Va considerato anche che stiamo forse per assistere ad una “reindustrializzazione” dell’occidente europeo, il che getterebbe una luce diversa sulla supply chain estesa. Al recente Manufacturing Forum, Bill Black, Head of Opex & Quality dell’ABB Group, ha sostenuto che ci si sta muovendo dalla globalizzazione verso un sistema produttivo più regionalizzato. Questo per tre motivi: 1. l’aumento dei costi del lavoro nei paesi emergenti e dei costi dei trasporti; 2. la maggiore richiesta di prodotti personalizzati e di tempi di consegna brevi; 3. il crescente impatto globale di eventi locali imprevedibili (come l’eruzione del vulcano islandese o lo tsunami in Giappone). Anche nell’articolo di Sianesi si evidenzia che “la delocalizzazione delle unità produttive nei paesi a basso costo del lavoro presenta luci e ombre”. Il ritorno ad una produzione regionale vuol dire potenzialmente rinforzare le strategie di internalizzazione e di prossimità dei fornitori propri degli approcci lean, riducendo l’ampiezza e la complessità della catena di fornitura.

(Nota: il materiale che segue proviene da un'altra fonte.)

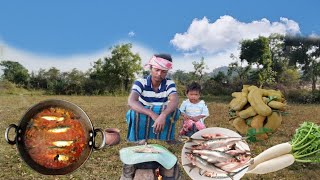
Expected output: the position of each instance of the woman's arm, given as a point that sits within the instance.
(134, 104)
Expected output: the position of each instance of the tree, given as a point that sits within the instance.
(304, 53)
(199, 68)
(279, 62)
(15, 72)
(119, 70)
(239, 69)
(257, 52)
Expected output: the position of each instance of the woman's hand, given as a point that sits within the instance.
(159, 123)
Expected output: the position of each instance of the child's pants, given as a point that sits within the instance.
(188, 125)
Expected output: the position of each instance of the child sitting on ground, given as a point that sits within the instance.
(193, 110)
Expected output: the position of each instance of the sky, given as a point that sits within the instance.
(74, 34)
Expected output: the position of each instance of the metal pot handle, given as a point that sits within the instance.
(103, 143)
(7, 134)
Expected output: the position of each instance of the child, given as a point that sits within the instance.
(193, 110)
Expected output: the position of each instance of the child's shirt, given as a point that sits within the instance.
(197, 109)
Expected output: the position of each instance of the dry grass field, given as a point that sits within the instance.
(106, 112)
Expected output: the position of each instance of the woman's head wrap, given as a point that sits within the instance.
(159, 63)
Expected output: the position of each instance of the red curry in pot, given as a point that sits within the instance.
(55, 138)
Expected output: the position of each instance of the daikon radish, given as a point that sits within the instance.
(304, 147)
(273, 165)
(273, 152)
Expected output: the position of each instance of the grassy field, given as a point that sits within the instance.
(106, 112)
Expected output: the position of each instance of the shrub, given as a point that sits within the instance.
(303, 96)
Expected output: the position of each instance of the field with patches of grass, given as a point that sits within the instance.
(106, 112)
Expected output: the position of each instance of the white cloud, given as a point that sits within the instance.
(33, 62)
(131, 34)
(203, 37)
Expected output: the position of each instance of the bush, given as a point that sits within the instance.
(303, 96)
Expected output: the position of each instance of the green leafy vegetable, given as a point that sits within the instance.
(306, 143)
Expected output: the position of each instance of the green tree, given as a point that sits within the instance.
(118, 71)
(240, 70)
(199, 68)
(257, 52)
(304, 53)
(15, 73)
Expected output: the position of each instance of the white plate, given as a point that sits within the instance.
(194, 174)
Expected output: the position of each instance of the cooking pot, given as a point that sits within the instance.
(24, 130)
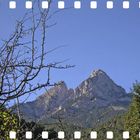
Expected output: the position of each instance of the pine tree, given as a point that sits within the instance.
(132, 119)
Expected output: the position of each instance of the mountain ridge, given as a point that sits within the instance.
(83, 106)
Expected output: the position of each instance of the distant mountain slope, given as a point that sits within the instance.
(96, 100)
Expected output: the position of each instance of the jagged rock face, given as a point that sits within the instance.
(94, 101)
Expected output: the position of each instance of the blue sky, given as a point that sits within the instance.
(95, 39)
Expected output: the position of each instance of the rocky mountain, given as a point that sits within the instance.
(96, 100)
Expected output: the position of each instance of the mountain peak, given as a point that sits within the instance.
(97, 72)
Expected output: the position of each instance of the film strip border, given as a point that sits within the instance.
(76, 5)
(77, 135)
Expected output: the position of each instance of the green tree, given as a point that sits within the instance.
(132, 119)
(8, 122)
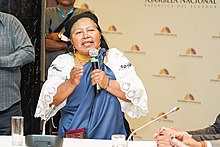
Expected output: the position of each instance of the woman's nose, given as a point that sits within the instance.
(85, 34)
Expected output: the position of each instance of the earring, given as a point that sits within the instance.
(70, 48)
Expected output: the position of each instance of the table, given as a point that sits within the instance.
(5, 141)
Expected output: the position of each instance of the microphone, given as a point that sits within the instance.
(171, 111)
(93, 53)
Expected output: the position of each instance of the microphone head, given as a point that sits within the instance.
(175, 109)
(93, 52)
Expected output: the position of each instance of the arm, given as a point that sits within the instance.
(23, 50)
(58, 73)
(127, 81)
(213, 129)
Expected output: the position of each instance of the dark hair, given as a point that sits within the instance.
(68, 25)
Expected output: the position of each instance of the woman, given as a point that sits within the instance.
(71, 80)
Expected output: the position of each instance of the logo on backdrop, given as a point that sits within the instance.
(192, 4)
(188, 98)
(112, 29)
(164, 119)
(190, 52)
(217, 79)
(165, 31)
(135, 49)
(85, 6)
(164, 73)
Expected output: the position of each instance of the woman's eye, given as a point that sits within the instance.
(78, 32)
(90, 30)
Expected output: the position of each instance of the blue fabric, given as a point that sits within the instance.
(106, 118)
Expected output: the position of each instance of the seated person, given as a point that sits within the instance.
(209, 133)
(71, 80)
(182, 139)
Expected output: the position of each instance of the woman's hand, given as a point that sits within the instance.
(75, 75)
(99, 77)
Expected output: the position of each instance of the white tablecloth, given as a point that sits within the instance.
(5, 141)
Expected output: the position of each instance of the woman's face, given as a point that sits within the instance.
(85, 35)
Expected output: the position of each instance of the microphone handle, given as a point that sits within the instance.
(95, 65)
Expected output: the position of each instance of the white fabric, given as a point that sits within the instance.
(208, 144)
(126, 76)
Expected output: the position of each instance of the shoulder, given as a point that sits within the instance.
(7, 18)
(51, 11)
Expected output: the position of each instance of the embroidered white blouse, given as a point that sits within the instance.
(125, 74)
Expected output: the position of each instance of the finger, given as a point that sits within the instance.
(177, 143)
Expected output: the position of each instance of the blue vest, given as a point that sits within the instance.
(106, 115)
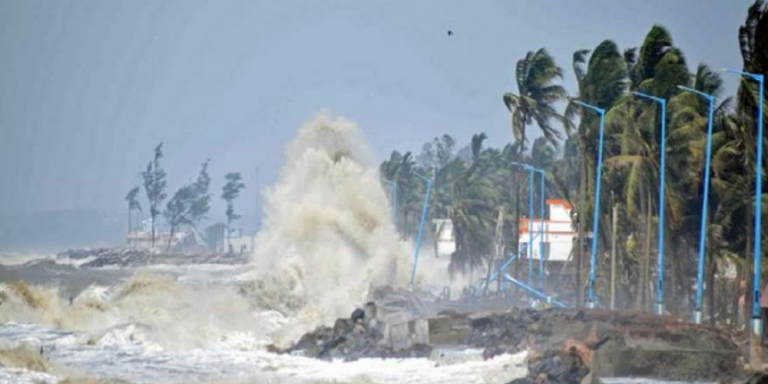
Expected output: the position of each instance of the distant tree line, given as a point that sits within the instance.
(471, 186)
(188, 206)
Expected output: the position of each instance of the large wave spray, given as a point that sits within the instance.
(327, 233)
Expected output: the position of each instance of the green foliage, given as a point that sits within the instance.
(537, 95)
(133, 199)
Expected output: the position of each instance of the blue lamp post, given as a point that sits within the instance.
(662, 201)
(757, 323)
(541, 229)
(704, 205)
(591, 299)
(417, 246)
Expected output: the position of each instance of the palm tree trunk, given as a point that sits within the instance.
(646, 255)
(749, 266)
(581, 212)
(170, 238)
(229, 235)
(153, 229)
(736, 296)
(711, 288)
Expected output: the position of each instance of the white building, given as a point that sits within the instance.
(445, 242)
(558, 232)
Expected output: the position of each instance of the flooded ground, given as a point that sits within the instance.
(128, 352)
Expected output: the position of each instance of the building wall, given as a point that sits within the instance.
(558, 234)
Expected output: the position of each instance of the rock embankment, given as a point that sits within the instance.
(130, 258)
(568, 344)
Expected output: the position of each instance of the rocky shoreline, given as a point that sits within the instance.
(131, 258)
(564, 345)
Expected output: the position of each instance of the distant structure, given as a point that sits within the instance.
(558, 232)
(445, 243)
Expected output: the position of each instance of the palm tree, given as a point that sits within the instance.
(133, 205)
(473, 207)
(534, 102)
(536, 97)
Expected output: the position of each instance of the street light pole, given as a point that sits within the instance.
(542, 278)
(697, 314)
(757, 322)
(659, 308)
(591, 299)
(417, 246)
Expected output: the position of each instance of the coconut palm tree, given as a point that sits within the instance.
(602, 81)
(133, 205)
(537, 95)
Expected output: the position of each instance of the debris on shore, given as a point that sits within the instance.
(567, 343)
(128, 258)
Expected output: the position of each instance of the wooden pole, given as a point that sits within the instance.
(615, 219)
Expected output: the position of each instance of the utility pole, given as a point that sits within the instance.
(615, 225)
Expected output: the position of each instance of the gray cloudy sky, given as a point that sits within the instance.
(88, 87)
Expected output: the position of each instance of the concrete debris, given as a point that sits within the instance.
(128, 258)
(567, 344)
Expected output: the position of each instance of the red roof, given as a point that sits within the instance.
(562, 202)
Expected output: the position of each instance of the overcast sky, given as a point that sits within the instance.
(88, 87)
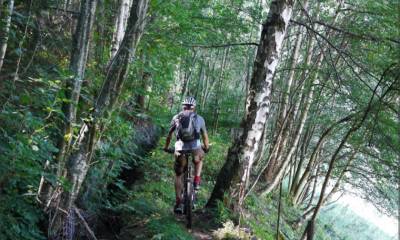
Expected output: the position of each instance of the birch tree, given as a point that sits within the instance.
(78, 162)
(121, 21)
(5, 22)
(77, 66)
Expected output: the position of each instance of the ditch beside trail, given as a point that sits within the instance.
(144, 208)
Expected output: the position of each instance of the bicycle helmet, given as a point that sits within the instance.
(189, 101)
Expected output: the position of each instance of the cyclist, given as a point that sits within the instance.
(188, 126)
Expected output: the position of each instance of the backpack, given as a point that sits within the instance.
(186, 127)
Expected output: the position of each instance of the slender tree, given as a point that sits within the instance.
(78, 162)
(5, 22)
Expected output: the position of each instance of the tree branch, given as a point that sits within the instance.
(221, 45)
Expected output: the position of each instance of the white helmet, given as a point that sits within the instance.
(189, 101)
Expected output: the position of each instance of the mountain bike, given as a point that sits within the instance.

   L’articolo di Monica Rossi del Politecnico di Milano e del prof. Terzi dell’Università degli Studi di Bergamo sintetizza i risultati di una ricerca empirica, condotta su un campione di 13 piccole e medie aziende manifatturiere italiane, sull’utilizzo dei concetti e degli strumenti del Lean Product Development. Da tale studio emerge che molte aziende integrano occasionalmente e in maniera non sempre strutturata e formalizzata le tecniche lean all’interno dei loro processi di sviluppo prodotto. Mentre approcci come il concurrent engineering e i modelli stage and gate risultano ormai pratica corrente, il Set-Based Concurrent Engineering, il coinvolgimento profondo dei fornitori, così come l’utilizzo di metodologie lean nello sviluppo prodotto sono poco diffusi. Una delle maggiori sfide che emerge dallo studio è la gestione della conoscenza. Risulta assai difficile riutilizzare la conoscenza prodotta, perché è tanto difficile catturare e rappresentare la conoscenza prodotta, quanto ripescarla in modi rapidi e semplici.
   Intrigante l’articolo sulla gestione delle prestazioni nell’esercito. Ci mostra come negli apparati pubblici, anche se di natura particolare come l’esercito, comincino a farsi largo strumenti propri della tradizione manageriale, come la Balanced Scorecard.
   L’articolo dell’avvocato Rotondi fornisce un quadro di lettura di quanto sta avvenendo alla Fiat. Dice l’autore che “la contrattazione decentrata FIAT … rappresenta sicuramente un passaggio importante ... in tema di relazioni industriali”. Sicuramente, in un’epoca di globalizzazione, la lotta sindacale locale risulta essere spuntata. Forse solo l’evoluzione naturale dei prezzi nei mercati del lavoro e/o la possibile reindustrializzazione di cui si è parlato più sopra, potranno riequilibrare una situazione nella quale ora è evidente lo squilibrio delle forze in campo.
  Infine l’intervista ad Alberti di Egon Zehnder International, che fornisce uno spaccato interessante sulle caratteristiche del manager degli inizi del XXI secolo. Si assiste ad una evoluzione dalla preponderanza di competenze più strettamente tecniche, ad un maggior interesse per quelle personali, come la tenacia, il pensiero strategico, la capacità organizzativa, l’intelligenza istintiva, la flessibilità.